Frances Tiafoe: ‘I really feel like I have a shot’ at winning Wimbledon

His parents fled the civil war in Sierra Leone and now the rising American tennis star is hoping to be a Grand Slam winner

Frances Tiafoe celebrates winning the first set in his match against Wu Yibing on day three of the 2023 Wimbledon Championships. Photograph: John Walton/PA Wire
Frances Tiafoe celebrates winning the first set in his match against Wu Yibing on day three of the 2023 Wimbledon Championships. Photograph: John Walton/PA Wire

Taylor Fritz and Frances Tiafoe may be the only male American players in the world top 10 and now safely through to the second round at Wimbledon. But where they came from to get to the top could not have been more dramatically different.

Fritz was the youngest of three boys to Kathy May, a former top-10 player, and Guy Henry Fritz, who also played professional tennis. He grew up in San Diego in California, his tennis future securely mapped out.

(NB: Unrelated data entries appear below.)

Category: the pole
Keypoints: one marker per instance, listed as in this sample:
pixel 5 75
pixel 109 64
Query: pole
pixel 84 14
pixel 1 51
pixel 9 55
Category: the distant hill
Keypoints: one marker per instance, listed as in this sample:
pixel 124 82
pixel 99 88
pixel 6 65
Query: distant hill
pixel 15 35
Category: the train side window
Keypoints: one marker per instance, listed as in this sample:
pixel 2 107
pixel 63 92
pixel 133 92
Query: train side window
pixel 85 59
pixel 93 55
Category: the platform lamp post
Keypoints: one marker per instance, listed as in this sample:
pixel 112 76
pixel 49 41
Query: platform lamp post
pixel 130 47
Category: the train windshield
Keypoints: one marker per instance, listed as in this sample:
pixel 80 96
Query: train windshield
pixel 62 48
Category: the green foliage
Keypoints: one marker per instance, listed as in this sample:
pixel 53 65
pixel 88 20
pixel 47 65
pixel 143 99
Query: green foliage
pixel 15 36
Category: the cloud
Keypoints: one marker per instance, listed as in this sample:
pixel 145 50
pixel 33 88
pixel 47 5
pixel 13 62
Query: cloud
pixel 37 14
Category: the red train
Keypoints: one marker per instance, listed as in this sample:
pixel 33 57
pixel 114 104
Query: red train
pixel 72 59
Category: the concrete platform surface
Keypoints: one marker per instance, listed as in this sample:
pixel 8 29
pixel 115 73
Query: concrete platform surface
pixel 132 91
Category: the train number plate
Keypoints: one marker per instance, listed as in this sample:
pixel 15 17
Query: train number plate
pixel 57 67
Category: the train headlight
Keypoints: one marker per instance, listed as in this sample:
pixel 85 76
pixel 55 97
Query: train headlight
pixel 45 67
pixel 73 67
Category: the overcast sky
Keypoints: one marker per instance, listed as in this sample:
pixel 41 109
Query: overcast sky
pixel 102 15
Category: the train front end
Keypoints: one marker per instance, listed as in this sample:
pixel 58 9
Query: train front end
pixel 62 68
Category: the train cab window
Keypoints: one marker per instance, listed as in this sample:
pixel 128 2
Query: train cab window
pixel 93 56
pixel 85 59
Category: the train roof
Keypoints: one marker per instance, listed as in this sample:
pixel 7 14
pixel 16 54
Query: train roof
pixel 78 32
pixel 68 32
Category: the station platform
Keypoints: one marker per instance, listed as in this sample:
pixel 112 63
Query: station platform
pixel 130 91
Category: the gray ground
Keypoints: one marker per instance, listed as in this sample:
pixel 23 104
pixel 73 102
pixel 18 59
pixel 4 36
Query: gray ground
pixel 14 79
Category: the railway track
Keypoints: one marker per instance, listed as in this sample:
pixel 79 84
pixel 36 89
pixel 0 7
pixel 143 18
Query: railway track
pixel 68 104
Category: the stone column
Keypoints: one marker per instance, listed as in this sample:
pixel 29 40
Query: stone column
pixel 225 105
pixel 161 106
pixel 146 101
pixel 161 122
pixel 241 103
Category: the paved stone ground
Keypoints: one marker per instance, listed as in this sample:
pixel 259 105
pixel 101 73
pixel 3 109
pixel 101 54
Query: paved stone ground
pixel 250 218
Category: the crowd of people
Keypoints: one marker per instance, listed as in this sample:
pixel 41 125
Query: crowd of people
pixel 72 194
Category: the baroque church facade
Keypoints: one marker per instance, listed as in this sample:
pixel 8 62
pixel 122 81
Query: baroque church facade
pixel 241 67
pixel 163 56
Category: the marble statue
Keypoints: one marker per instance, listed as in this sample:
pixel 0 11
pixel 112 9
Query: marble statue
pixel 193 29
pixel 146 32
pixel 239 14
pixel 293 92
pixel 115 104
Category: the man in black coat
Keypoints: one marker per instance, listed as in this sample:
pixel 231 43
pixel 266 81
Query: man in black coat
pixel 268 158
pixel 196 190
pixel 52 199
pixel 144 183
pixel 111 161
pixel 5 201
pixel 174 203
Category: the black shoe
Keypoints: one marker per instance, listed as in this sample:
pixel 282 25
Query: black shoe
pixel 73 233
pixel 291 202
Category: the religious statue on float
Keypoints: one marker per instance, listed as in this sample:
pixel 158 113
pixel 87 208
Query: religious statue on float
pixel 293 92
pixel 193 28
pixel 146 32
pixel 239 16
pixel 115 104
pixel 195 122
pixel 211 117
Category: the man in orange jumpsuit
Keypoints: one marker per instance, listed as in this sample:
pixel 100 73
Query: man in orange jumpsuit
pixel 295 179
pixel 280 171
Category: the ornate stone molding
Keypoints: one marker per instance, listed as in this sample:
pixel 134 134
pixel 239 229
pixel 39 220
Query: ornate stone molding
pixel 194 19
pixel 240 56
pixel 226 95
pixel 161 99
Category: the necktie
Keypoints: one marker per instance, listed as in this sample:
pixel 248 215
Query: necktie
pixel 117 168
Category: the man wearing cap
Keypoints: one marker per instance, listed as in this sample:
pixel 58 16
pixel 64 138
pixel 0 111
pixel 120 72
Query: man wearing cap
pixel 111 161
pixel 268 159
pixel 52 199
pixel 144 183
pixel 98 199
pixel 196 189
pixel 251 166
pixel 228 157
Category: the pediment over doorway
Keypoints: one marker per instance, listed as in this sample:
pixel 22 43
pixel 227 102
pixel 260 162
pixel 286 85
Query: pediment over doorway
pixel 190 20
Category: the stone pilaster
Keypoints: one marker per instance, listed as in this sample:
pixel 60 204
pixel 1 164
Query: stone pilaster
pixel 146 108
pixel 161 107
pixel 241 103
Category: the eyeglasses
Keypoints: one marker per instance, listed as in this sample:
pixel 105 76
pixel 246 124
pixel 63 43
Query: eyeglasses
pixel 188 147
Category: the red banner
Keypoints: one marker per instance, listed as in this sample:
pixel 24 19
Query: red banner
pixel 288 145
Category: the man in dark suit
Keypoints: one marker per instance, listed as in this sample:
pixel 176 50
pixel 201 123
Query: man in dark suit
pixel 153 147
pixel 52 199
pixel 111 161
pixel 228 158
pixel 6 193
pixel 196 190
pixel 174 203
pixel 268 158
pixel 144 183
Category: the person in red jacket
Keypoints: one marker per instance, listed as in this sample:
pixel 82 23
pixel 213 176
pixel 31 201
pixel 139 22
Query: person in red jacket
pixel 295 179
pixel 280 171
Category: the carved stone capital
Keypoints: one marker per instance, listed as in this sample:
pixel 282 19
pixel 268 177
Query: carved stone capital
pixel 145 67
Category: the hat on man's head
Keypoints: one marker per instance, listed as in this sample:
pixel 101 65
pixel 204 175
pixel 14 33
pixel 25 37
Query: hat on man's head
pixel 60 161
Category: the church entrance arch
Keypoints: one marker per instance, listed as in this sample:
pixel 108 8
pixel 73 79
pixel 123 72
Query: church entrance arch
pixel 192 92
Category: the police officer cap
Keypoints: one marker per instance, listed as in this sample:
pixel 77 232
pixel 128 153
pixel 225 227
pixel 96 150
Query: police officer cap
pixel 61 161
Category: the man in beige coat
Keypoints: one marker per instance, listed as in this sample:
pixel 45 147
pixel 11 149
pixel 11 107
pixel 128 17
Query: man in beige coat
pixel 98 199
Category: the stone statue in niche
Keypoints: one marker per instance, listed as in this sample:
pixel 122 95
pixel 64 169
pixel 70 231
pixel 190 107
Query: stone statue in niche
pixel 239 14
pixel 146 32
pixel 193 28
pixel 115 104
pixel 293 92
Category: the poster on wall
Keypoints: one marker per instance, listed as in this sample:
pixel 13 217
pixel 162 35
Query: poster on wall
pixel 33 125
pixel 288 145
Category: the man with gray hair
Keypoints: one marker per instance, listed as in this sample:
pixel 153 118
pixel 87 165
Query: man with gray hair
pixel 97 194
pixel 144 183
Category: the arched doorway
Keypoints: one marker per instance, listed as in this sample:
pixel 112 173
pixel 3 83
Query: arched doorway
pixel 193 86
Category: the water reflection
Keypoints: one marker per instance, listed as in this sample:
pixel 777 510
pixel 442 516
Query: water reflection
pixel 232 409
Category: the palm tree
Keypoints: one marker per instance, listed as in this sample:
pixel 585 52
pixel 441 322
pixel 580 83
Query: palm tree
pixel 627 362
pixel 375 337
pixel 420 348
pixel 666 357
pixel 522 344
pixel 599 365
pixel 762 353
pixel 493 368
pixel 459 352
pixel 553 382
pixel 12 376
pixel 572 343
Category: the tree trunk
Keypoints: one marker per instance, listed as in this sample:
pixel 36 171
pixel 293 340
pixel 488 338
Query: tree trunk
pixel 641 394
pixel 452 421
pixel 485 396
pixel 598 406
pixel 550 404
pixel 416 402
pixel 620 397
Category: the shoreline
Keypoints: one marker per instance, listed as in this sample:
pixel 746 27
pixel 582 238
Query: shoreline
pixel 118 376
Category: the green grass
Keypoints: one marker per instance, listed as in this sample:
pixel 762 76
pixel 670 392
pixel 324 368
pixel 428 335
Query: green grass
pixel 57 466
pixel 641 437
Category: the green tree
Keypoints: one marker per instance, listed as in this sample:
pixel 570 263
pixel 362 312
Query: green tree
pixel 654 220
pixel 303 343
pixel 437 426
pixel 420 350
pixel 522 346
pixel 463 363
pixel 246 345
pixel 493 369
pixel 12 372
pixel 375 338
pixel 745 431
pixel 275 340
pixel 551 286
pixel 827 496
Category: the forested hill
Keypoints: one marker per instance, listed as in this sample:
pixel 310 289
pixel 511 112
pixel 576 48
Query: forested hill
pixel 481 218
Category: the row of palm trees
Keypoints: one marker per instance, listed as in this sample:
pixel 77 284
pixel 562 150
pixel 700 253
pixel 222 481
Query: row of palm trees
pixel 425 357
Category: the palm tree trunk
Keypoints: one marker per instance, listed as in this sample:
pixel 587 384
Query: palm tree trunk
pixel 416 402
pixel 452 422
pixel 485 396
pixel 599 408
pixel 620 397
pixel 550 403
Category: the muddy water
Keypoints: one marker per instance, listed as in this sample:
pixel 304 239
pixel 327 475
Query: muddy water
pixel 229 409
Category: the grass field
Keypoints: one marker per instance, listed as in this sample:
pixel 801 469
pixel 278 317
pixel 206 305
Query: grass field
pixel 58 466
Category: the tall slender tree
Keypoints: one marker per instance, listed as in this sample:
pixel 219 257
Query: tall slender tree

Tiafoe’s parents came as immigrants from Sierra Leone to the United States to escape the civil war and settled in Maryland. His father arrived in 1993, his mother joining him three years later in 1996, and Tiafoe was born two years after.

The American’s story, which was featured in episode nine of Netflix’s hit tennis docu-series Break Point, has a definite Hollywood feel. His mother, Alphina, worked two jobs and his father, Frances Sr, was a maintenance worker at a tennis club.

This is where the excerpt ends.